Segundo Rahner, mesmo um ateu ajuda a palavra “Deus” a se perpetuar. Ele diz ainda que se alguém quisesse evitá-la “não só teria de
esperar que na existência do homem e na linguagem da sociedade desaparecesse por completo, mas também deveria contribuir para este desaparecimento guardando completo silêncio, abstendo-se de se declarar
ateu. Mas como poderia fazê-lo se outros, de cujo campo lingüístico não pode definitivamente emigrar, continuam a falar de Deus e se preocupam com essa palavra?”.
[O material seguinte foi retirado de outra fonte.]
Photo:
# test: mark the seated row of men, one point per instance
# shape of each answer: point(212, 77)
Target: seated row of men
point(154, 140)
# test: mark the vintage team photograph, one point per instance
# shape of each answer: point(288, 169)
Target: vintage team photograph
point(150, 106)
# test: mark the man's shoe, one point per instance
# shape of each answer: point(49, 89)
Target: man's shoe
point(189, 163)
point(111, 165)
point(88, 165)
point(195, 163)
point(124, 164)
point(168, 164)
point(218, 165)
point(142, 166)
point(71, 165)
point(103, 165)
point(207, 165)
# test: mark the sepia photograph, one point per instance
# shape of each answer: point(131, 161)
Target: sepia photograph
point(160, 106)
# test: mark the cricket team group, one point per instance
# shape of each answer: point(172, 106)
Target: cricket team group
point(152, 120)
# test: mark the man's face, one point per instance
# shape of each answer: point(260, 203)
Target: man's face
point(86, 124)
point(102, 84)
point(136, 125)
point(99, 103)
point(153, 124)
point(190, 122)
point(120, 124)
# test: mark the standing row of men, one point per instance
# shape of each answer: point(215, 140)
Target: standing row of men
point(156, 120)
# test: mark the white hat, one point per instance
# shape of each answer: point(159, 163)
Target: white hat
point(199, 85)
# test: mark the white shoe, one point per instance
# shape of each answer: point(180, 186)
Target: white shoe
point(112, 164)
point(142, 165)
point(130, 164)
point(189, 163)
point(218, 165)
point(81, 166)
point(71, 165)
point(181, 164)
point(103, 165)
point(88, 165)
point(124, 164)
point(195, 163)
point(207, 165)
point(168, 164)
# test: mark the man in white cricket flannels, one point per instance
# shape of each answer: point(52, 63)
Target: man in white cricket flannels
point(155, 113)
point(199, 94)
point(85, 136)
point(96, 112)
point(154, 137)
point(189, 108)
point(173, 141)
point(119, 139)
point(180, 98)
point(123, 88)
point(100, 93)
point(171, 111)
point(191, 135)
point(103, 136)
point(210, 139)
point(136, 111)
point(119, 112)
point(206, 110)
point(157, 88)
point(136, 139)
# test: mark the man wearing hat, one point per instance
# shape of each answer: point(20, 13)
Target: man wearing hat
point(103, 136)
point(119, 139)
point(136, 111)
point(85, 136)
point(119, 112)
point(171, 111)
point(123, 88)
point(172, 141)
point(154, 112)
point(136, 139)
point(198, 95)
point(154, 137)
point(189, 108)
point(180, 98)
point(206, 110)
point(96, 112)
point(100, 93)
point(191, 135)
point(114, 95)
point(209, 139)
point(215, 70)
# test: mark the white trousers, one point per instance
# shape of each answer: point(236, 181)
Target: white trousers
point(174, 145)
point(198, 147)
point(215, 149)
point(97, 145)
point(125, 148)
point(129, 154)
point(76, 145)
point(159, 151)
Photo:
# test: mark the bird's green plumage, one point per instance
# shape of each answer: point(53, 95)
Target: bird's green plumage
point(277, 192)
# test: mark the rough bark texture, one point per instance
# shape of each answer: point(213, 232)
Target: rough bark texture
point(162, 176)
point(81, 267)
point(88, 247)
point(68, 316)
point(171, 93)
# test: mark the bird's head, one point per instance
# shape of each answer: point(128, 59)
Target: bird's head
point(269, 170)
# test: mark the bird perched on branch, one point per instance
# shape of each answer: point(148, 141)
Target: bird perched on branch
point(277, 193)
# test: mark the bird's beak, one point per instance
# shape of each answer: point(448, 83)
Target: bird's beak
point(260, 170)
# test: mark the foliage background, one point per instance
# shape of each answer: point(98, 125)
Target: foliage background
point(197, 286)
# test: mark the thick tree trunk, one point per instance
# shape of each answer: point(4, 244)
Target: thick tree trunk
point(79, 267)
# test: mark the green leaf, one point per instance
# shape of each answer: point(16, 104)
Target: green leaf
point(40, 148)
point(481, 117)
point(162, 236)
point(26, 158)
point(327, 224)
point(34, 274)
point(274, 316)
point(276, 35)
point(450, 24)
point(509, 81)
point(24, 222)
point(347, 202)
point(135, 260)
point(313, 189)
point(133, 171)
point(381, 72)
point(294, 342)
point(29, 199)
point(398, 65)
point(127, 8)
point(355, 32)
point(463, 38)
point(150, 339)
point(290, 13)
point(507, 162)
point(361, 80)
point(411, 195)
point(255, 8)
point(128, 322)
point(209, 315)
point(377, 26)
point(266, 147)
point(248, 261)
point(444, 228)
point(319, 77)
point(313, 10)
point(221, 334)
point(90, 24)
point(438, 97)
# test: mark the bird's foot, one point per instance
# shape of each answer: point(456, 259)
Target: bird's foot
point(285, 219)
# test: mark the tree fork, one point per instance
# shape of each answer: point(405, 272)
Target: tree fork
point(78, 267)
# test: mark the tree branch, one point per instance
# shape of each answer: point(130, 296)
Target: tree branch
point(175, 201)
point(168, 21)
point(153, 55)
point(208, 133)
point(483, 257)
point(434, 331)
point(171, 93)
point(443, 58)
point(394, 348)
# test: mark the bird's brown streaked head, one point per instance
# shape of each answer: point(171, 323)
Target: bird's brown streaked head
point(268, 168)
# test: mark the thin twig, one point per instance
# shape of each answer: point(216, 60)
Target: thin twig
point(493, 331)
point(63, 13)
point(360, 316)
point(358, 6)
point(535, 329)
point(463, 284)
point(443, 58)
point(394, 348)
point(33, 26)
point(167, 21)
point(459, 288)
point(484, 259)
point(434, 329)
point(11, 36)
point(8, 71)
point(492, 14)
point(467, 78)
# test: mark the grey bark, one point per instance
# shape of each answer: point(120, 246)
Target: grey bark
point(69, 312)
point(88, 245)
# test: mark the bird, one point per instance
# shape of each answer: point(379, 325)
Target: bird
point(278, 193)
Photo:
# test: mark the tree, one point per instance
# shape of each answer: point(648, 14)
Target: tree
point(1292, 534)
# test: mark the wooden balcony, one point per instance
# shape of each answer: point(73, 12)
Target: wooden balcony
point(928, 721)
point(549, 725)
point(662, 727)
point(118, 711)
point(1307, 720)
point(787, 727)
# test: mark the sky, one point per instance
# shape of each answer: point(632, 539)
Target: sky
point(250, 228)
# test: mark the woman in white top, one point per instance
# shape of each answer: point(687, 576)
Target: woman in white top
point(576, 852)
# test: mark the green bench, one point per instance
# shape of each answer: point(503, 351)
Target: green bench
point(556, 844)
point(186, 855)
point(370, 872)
A palavra “Deus”, conforme o teólogo, não fala nada sobre o que significa ou sobre a realidade significada, nem pode exercer sequer a função de um aceno de mão que aponte para algo que se encontre imediatamente fora da palavra e, por isso, não precisa dizer nada sobre este algo. Complicado? Mais ou menos.
Digamos que a palavra “Deus” seja sem rosto. Ou seja, ela não se refere por si mesma a uma experiência singular definida. E por isso mesmo está em plenas condições de nos falar corretamente sobre Deus.
Para mim, o ápice do texto de Karl Rahner está aqui: “Ela (a palavra ‘Deus’) está sempre exposta ao protesto de Wittgenstein, que manda guardar silêncio sobre o que não se pode falar com clareza, mas que infringe essa máxima pelo próprio fato de a expressar. A palavra mesma, se bem entendida, concorda com essa máxima. Pois ela é
a última palavra antes do silêncio que se emudece sem palavras em adoração perante o mistério inefável”.
A palavra “Deus” é a última antes do silêncio, é a última palavra antes daquilo para o qual não há palavras. Para o meu peito, que tem andado tão seco, essas meditações foram como chuva sertaneja.